Currently using Python 2.4.3, and not allowed to upgrade
I want to change the values of a given attribute in one or more tags, together with XML-comments in the updated file.
I have managed to create a Python script that takes a XML-file as argument, and for each tag specified changes an attribute, as shown below
def update(file, state):
global Etree
try:
from elementtree import ElementTree
print '*** using ElementTree'
except ImportError, e:
print '***'
print '*** Error: Must install either ElementTree or lxml.'
print '***'
raise ImportError, 'must install either ElementTree or lxml'
#end try
doc = Etree.parse(file)
root = doc.getroot()
for element in root.findall('.//StateManageable'):
element.attrib['initialState'] = state
#end for
doc.write(file)
#end def
This is all fine, the attributes "initialState" are updated, except for the fact that my original XML contains a lot of XML comments as well, but they are long gone, which is bad.

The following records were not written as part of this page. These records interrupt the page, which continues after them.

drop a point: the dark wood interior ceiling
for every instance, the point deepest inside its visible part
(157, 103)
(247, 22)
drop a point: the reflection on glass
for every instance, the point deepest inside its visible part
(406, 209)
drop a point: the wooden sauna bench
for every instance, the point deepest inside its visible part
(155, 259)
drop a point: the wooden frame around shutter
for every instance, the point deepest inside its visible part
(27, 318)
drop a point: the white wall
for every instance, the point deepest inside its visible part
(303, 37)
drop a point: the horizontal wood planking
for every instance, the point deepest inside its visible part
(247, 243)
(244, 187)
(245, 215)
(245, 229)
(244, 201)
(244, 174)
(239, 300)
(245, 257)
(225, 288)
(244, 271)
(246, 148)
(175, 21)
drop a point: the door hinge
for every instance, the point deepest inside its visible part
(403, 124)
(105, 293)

Suspect that parse only retrieves the XML-structure, but I thought XML-comments where a part of the structure. I also realize that the "human-readable" formatting of my original document is long gone, but that I have realized is expected behavior, need to format afterwards using xmllint --format
or XSL.
I know this is old now, but I stumbled across this answer above about how to retain comments. Frederik's published instructions about how to put comments into the tree still works with current versions of ElementTree, but does more than it needs to for my use, at least. It wraps the XML in a element, which is undesirable for me. I also don't need processing instructions preserved, but only comments. So, I trimmed down the class he provided on the site to this:
import xml.etree.ElementTree as ET
class PCParser(ET.XMLTreeBuilder):
def __init__(self):
ET.XMLTreeBuilder.__init__(self)
# assumes ElementTree 1.2.X
self._parser.CommentHandler = self.handle_comment
def handle_comment(self, data):
self._target.start(ET.Comment, {})
self._target.data(data)
self._target.end(ET.Comment)
To use this, create an instance of this object as a 'parser' and then pass as a parameter to ElementTree.parse() like this:
parser = PCParser()
self.tree = ET.parse(self.templateOut, parser=parser)
I take no credit whatsoever for the code, or for the undocumented use of ElementTree, but it works for me in preserving only comments without affecting the original document structure. And note that any future change to ElementTree (seems unlikely at this point after all these years, though) will break this.